Um estudo global revelou que 88% dos brasileiros consideram a tecnologia um facilitador positivo na melhoria do equilíbrio entre vida profissional e pessoal. O Work Relationship Index 2025, realizado pela HP, aborda a evolução da relação entre trabalho, pessoas e tecnologia.

No entanto, a pesquisa destaca que o acesso à tecnologia, especialmente à inteligência artificial (IA), e a infraestrutura adequada são desiguais entre os diferentes níveis de trabalhadores. No Brasil, foram entrevistados 1.300 profissionais, incluindo analistas, especialistas, consultores, tomadores de decisão na área de TI e lideranças de negócios, entre janeiro e dezembro de 2025.
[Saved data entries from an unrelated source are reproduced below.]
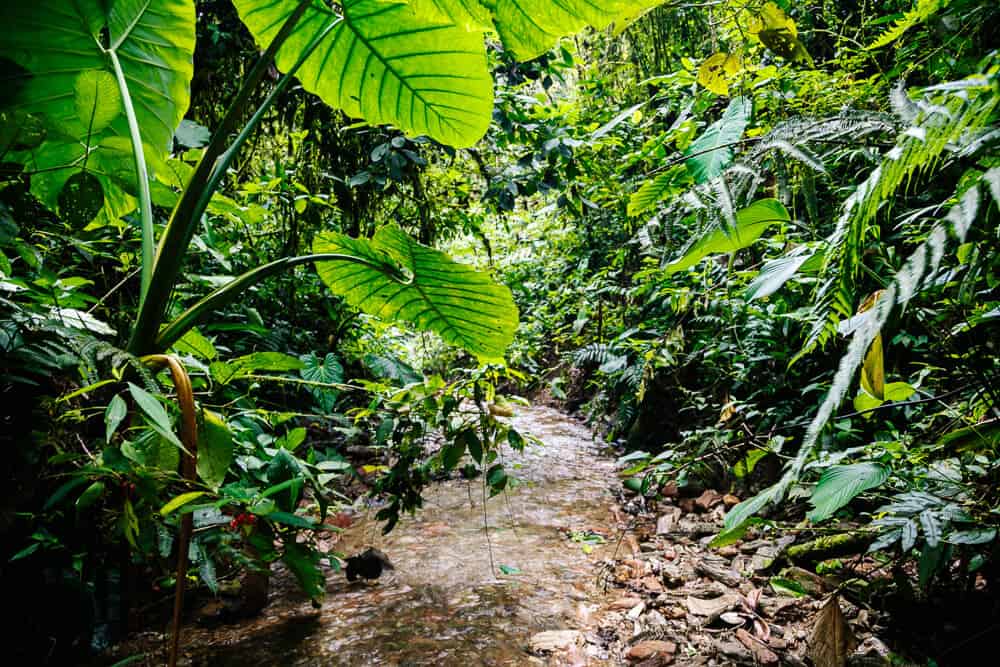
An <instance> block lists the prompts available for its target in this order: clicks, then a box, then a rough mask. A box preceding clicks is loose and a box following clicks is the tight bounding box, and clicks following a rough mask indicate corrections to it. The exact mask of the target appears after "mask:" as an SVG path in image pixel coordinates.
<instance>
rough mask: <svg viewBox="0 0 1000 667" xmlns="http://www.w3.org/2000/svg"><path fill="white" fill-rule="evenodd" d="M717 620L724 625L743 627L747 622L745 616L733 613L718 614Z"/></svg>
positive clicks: (733, 612) (737, 613) (733, 611)
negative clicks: (729, 625)
mask: <svg viewBox="0 0 1000 667" xmlns="http://www.w3.org/2000/svg"><path fill="white" fill-rule="evenodd" d="M719 620H721V621H722V622H723V623H725V624H726V625H734V626H735V625H743V624H744V623H746V622H747V619H746V616H743V615H742V614H739V613H737V612H735V611H727V612H726V613H724V614H719Z"/></svg>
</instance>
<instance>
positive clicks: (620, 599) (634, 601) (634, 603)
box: [608, 597, 642, 611]
mask: <svg viewBox="0 0 1000 667" xmlns="http://www.w3.org/2000/svg"><path fill="white" fill-rule="evenodd" d="M640 602H642V598H638V597H624V598H618V599H617V600H615V601H614V602H612V603H611V604H609V605H608V609H610V610H611V611H625V610H626V609H631V608H633V607H634V606H636V605H637V604H639V603H640Z"/></svg>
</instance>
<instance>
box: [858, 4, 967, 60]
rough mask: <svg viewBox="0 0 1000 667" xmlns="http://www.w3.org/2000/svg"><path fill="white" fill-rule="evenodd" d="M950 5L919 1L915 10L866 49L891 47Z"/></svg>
mask: <svg viewBox="0 0 1000 667" xmlns="http://www.w3.org/2000/svg"><path fill="white" fill-rule="evenodd" d="M950 4H951V0H917V4H916V6H914V7H913V9H911V10H910V11H908V12H906V13H905V14H903V17H902V18H900V19H899V20H898V21H896V22H895V23H894V24H892V27H890V28H889V29H888V30H886V31H885V32H883V33H882V34H881V35H879V36H878V38H877V39H876V40H875V41H874V42H872V43H871V44H869V45H868V46H867V47H866V48H868V49H869V50H873V49H881V48H882V47H885V46H889V45H890V44H892V43H893V42H895V41H896V40H897V39H899V38H900V37H902V36H903V34H904V33H905V32H906V31H907V30H909V29H910V28H913V27H916V26H917V25H919V24H921V23H923V22H925V21H926V20H927V19H929V18H930V17H931V16H933V15H934V14H937V13H938V12H940V11H941V10H942V9H945V8H946V7H947V6H948V5H950Z"/></svg>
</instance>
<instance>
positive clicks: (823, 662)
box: [809, 595, 857, 667]
mask: <svg viewBox="0 0 1000 667" xmlns="http://www.w3.org/2000/svg"><path fill="white" fill-rule="evenodd" d="M856 646H857V641H856V640H855V639H854V633H853V632H851V626H849V625H848V624H847V619H845V618H844V614H843V612H841V611H840V596H838V595H831V596H830V599H829V600H827V602H826V604H825V605H823V608H822V609H821V610H820V612H819V614H818V615H817V616H816V624H815V625H814V626H813V632H812V637H810V638H809V657H810V658H812V661H813V664H814V665H816V667H846V665H847V658H848V657H849V656H850V655H851V653H852V652H853V651H854V648H855V647H856Z"/></svg>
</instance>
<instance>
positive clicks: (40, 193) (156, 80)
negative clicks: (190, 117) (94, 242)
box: [0, 0, 195, 218]
mask: <svg viewBox="0 0 1000 667" xmlns="http://www.w3.org/2000/svg"><path fill="white" fill-rule="evenodd" d="M0 25H2V26H3V32H2V34H0V58H5V59H8V60H9V61H11V62H13V63H16V65H17V66H18V67H17V68H13V69H11V68H7V69H5V76H3V77H2V78H3V79H4V81H3V86H4V88H5V90H6V91H7V93H8V95H9V100H10V102H9V104H6V105H5V108H4V109H3V112H4V113H5V115H6V117H5V118H4V119H3V120H4V121H5V122H6V121H9V120H11V118H13V117H14V116H22V115H23V114H30V115H31V117H34V118H38V119H40V120H41V121H42V123H43V125H44V128H45V140H44V141H42V142H41V143H38V144H37V145H34V146H33V147H31V148H30V149H28V150H27V151H25V152H24V153H23V154H19V155H17V156H16V157H17V158H18V159H20V160H22V161H23V162H25V163H26V165H27V168H28V169H29V170H31V171H38V172H40V173H36V174H35V175H34V176H33V177H32V179H31V186H32V192H33V193H34V194H35V195H36V196H37V197H38V198H39V199H40V200H41V201H42V202H44V203H45V204H46V206H48V207H49V208H51V209H53V210H55V209H56V208H57V206H58V205H59V204H62V206H61V207H60V208H66V207H67V206H68V203H67V200H68V199H69V198H64V200H63V201H62V202H60V200H59V195H60V193H61V192H62V190H63V186H64V184H65V183H66V181H67V180H68V179H69V178H70V177H71V176H73V175H74V174H78V173H80V172H81V171H83V170H86V171H88V172H89V173H92V174H94V175H95V176H96V177H97V180H98V182H99V183H100V185H101V187H102V188H103V195H104V204H105V213H106V214H107V215H108V216H109V217H111V218H116V217H117V216H120V215H122V214H124V213H127V212H129V211H130V210H132V209H133V208H134V206H135V201H134V200H133V199H132V198H131V197H130V196H128V195H127V194H126V193H127V192H135V191H136V181H135V166H134V162H133V157H132V148H131V144H130V142H129V139H128V137H129V129H128V121H127V119H126V116H125V101H126V99H125V94H124V93H123V91H122V90H121V88H120V87H119V85H118V83H117V80H116V77H115V74H114V67H113V66H112V55H114V56H115V57H117V59H118V60H119V61H120V63H121V68H122V71H123V73H124V78H125V81H126V85H127V87H128V96H129V98H130V99H131V101H132V103H133V106H134V108H135V113H136V118H137V121H138V125H139V128H140V132H141V138H142V142H143V145H144V148H145V152H146V155H147V158H148V159H149V160H150V162H151V163H153V164H159V163H161V162H162V159H163V158H164V157H165V156H166V154H167V153H168V151H169V149H170V146H171V140H172V137H173V134H174V130H175V129H176V128H177V126H178V124H179V123H180V121H181V118H182V117H183V115H184V112H185V111H186V110H187V106H188V99H189V95H190V91H189V83H190V80H191V75H192V72H193V56H194V41H195V11H194V2H192V1H191V0H117V1H116V2H113V3H109V2H102V1H101V0H75V1H74V2H66V0H36V1H33V2H4V3H0ZM5 99H8V98H5Z"/></svg>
Enquanto 59% dos tomadores de decisão de TI utilizam diariamente ferramentas de IA fornecidas pelo trabalho e 56% das lideranças de negócios também têm acesso a esses recursos, apenas 30% dos trabalhadores intelectuais fazem uso diário dessas ferramentas. O relatório indica que o uso frequente de IA está ligado a relações de trabalho mais saudáveis: 44% dos profissionais na “Zona Saudável” utilizam a ferramenta diariamente, em comparação com 21% na “Zona Crítica”.

Além da discrepância no uso diário entre líderes e subordinados, o estudo aponta um declínio nos esforços de treinamento. Em 2025, 67% dos trabalhadores intelectuais afirmaram que suas empresas oferecem treinamentos adequados para o uso de IA, uma queda em relação aos 79% registrados na edição anterior.

Insatisfação com o trabalho cresce no Brasil

O estudo também revela que a maioria dos profissionais brasileiros não mantém uma relação saudável com o trabalho, com um aumento na insatisfação nos últimos anos. Entre 2024 e 2025, houve um crescimento de 9 pontos percentuais no número de trabalhadores na Zona Crítica, que agora representa 34% da amostra. Essa situação reflete um cenário de burnout contínuo e fragilidade emocional.

Para 71% dos respondentes, as exigências e expectativas aumentaram, enquanto a valorização do trabalho diminuiu. Além disso, 39% dos trabalhadores acreditam que suas empresas priorizam o lucro em detrimento do bem-estar das pessoas.

Na Zona Saudável, a porcentagem de trabalhadores se manteve estável em relação a 2024, com 29%, enquanto 37% se enquadram na Zona de Atenção, apresentando uma redução de 8 pontos percentuais em comparação ao ano anterior.

“Os dados mostram que a tecnologia desempenhará um papel fundamental em expandir o potencial das pessoas e já redefine a relação delas com o trabalho. A tecnologia avançou, e a IA é uma realidade para 90% dos trabalhadores, mas a gestão humana precisa acompanhar esse ritmo”, afirma o diretor-geral da HP no Brasil.